• Science Saturday: 20-year review suggests athletes with genetic heart disease may return safely to competitive sports

Athletes with a genetic heart disease are often disqualified from participating in competitive sports because of the perceived risk of sudden cardiac arrest. While the clinicians' intent may be understandable, is it necessarily the best approach?

Mayo Clinic researchers conducted a review of athletes who were treated at Mayo during a 20-year period, and their findings published in Mayo Clinic Proceedings suggest that after the patient’s condition has been properly evaluated and treated, an athlete’s safe return to play is feasible, even with an implantable cardioverter-defibrillator (ICD).
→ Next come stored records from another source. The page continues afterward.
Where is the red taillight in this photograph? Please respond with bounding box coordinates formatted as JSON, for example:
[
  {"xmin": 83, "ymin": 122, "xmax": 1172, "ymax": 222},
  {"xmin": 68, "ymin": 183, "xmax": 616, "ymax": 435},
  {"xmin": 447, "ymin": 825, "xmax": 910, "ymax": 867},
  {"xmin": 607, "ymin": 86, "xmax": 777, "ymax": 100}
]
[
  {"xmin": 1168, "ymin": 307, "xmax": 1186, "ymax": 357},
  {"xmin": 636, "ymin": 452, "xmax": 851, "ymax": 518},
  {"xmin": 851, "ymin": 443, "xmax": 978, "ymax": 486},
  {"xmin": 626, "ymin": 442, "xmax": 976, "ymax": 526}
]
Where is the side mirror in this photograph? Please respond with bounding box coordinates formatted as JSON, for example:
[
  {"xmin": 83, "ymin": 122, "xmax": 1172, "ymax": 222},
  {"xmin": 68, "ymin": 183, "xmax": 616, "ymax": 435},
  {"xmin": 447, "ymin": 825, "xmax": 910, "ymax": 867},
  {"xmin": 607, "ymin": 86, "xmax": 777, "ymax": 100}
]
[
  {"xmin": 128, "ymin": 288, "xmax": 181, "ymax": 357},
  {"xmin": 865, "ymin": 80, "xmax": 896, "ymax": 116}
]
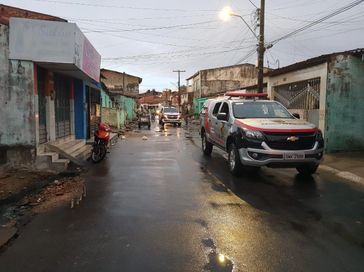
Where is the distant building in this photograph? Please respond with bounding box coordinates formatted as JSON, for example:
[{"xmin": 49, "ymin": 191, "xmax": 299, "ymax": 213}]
[
  {"xmin": 187, "ymin": 63, "xmax": 268, "ymax": 98},
  {"xmin": 100, "ymin": 69, "xmax": 142, "ymax": 121},
  {"xmin": 267, "ymin": 48, "xmax": 364, "ymax": 152},
  {"xmin": 101, "ymin": 69, "xmax": 143, "ymax": 98}
]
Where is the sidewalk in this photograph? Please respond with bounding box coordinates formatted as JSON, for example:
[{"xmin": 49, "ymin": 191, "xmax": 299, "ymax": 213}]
[{"xmin": 320, "ymin": 152, "xmax": 364, "ymax": 185}]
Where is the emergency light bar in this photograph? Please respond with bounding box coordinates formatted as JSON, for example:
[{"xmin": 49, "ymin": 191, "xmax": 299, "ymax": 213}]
[{"xmin": 225, "ymin": 91, "xmax": 268, "ymax": 98}]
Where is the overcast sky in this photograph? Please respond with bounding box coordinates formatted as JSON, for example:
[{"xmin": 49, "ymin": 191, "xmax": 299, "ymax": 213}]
[{"xmin": 1, "ymin": 0, "xmax": 364, "ymax": 92}]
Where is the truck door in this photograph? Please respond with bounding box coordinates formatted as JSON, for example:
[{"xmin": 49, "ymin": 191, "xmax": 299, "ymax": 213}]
[
  {"xmin": 209, "ymin": 102, "xmax": 222, "ymax": 146},
  {"xmin": 217, "ymin": 102, "xmax": 231, "ymax": 148}
]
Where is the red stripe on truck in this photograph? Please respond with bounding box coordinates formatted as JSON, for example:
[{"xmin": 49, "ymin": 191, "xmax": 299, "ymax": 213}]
[{"xmin": 234, "ymin": 120, "xmax": 318, "ymax": 132}]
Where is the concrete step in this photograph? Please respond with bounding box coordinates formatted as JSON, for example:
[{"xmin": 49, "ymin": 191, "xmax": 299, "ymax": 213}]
[
  {"xmin": 52, "ymin": 159, "xmax": 70, "ymax": 172},
  {"xmin": 38, "ymin": 152, "xmax": 59, "ymax": 162},
  {"xmin": 76, "ymin": 145, "xmax": 92, "ymax": 161},
  {"xmin": 70, "ymin": 143, "xmax": 89, "ymax": 158},
  {"xmin": 49, "ymin": 135, "xmax": 75, "ymax": 145},
  {"xmin": 58, "ymin": 140, "xmax": 85, "ymax": 154}
]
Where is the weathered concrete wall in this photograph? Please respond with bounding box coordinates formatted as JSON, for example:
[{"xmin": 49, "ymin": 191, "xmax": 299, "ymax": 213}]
[
  {"xmin": 325, "ymin": 55, "xmax": 364, "ymax": 152},
  {"xmin": 101, "ymin": 90, "xmax": 112, "ymax": 108},
  {"xmin": 101, "ymin": 108, "xmax": 126, "ymax": 129},
  {"xmin": 0, "ymin": 24, "xmax": 36, "ymax": 167},
  {"xmin": 267, "ymin": 63, "xmax": 327, "ymax": 132},
  {"xmin": 188, "ymin": 64, "xmax": 268, "ymax": 98},
  {"xmin": 0, "ymin": 25, "xmax": 36, "ymax": 146},
  {"xmin": 101, "ymin": 69, "xmax": 141, "ymax": 97},
  {"xmin": 201, "ymin": 64, "xmax": 258, "ymax": 97},
  {"xmin": 115, "ymin": 95, "xmax": 137, "ymax": 121}
]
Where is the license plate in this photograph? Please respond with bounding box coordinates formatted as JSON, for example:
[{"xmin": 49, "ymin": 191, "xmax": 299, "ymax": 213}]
[{"xmin": 283, "ymin": 153, "xmax": 305, "ymax": 160}]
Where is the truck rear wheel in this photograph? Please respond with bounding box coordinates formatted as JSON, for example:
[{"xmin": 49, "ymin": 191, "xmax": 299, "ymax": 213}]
[{"xmin": 201, "ymin": 133, "xmax": 213, "ymax": 156}]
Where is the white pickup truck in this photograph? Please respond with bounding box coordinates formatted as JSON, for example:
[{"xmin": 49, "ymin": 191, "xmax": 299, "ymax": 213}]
[{"xmin": 200, "ymin": 92, "xmax": 324, "ymax": 175}]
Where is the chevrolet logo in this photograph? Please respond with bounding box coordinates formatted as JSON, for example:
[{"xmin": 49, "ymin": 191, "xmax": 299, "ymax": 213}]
[{"xmin": 287, "ymin": 136, "xmax": 300, "ymax": 142}]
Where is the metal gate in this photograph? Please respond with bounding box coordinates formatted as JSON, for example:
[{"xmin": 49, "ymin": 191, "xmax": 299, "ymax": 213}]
[
  {"xmin": 86, "ymin": 86, "xmax": 101, "ymax": 138},
  {"xmin": 273, "ymin": 77, "xmax": 320, "ymax": 125},
  {"xmin": 54, "ymin": 75, "xmax": 71, "ymax": 138},
  {"xmin": 37, "ymin": 67, "xmax": 47, "ymax": 144}
]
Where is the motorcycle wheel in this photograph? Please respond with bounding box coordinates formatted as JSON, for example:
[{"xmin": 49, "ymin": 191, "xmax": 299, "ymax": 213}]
[{"xmin": 91, "ymin": 144, "xmax": 106, "ymax": 163}]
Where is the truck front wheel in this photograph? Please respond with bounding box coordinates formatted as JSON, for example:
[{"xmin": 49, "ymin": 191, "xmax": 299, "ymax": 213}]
[
  {"xmin": 201, "ymin": 133, "xmax": 213, "ymax": 156},
  {"xmin": 296, "ymin": 164, "xmax": 319, "ymax": 176},
  {"xmin": 228, "ymin": 143, "xmax": 243, "ymax": 176}
]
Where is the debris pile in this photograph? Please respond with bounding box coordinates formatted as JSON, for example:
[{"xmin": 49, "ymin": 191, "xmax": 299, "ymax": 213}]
[{"xmin": 20, "ymin": 176, "xmax": 86, "ymax": 212}]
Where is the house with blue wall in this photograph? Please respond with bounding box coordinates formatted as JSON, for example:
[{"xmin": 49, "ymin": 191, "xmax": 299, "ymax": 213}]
[{"xmin": 0, "ymin": 4, "xmax": 101, "ymax": 171}]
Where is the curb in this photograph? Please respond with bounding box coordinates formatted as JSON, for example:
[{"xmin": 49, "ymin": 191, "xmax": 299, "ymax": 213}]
[
  {"xmin": 319, "ymin": 165, "xmax": 364, "ymax": 186},
  {"xmin": 0, "ymin": 226, "xmax": 18, "ymax": 248}
]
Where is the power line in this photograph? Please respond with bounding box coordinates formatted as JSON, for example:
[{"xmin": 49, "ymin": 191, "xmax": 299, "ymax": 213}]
[
  {"xmin": 270, "ymin": 0, "xmax": 364, "ymax": 45},
  {"xmin": 248, "ymin": 0, "xmax": 258, "ymax": 8},
  {"xmin": 25, "ymin": 0, "xmax": 225, "ymax": 12},
  {"xmin": 82, "ymin": 20, "xmax": 216, "ymax": 33}
]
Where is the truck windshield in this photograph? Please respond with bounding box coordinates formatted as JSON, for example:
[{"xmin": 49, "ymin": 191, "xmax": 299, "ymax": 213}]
[
  {"xmin": 164, "ymin": 108, "xmax": 178, "ymax": 113},
  {"xmin": 233, "ymin": 101, "xmax": 294, "ymax": 119}
]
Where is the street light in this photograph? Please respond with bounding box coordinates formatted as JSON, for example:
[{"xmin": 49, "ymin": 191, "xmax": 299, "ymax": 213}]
[
  {"xmin": 219, "ymin": 6, "xmax": 259, "ymax": 40},
  {"xmin": 219, "ymin": 3, "xmax": 272, "ymax": 93}
]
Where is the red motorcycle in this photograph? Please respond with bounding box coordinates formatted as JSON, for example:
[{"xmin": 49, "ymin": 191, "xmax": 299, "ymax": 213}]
[{"xmin": 91, "ymin": 123, "xmax": 112, "ymax": 163}]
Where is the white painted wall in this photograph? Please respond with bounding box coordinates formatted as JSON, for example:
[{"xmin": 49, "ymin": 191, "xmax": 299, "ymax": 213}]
[
  {"xmin": 9, "ymin": 17, "xmax": 101, "ymax": 81},
  {"xmin": 267, "ymin": 62, "xmax": 328, "ymax": 131}
]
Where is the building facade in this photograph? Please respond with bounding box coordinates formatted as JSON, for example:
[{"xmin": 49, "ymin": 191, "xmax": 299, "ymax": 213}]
[
  {"xmin": 101, "ymin": 69, "xmax": 142, "ymax": 98},
  {"xmin": 187, "ymin": 63, "xmax": 268, "ymax": 98},
  {"xmin": 268, "ymin": 49, "xmax": 364, "ymax": 152},
  {"xmin": 0, "ymin": 5, "xmax": 101, "ymax": 168}
]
Michael Ackerman, M.D., Ph.D., is the Windland Smith Rice Genetic Heart Rhythm Research Professor

"Although the risk of a disease-triggered breakthrough cardiac event is not zero, the data in our study finds that athletes with ICDs may safely participate in higher-intensity sports with minimal risk of damage to the device during competition or other adverse events," says Michael Ackerman, M.D., Ph.D., a genetic cardiologist at Mayo Clinic and the article's senior author. "Before this can occur, however, the athlete must undergo a full clinical evaluation with a thorough understanding of potential risks and a treatment plan that’s well-understood and adhered to."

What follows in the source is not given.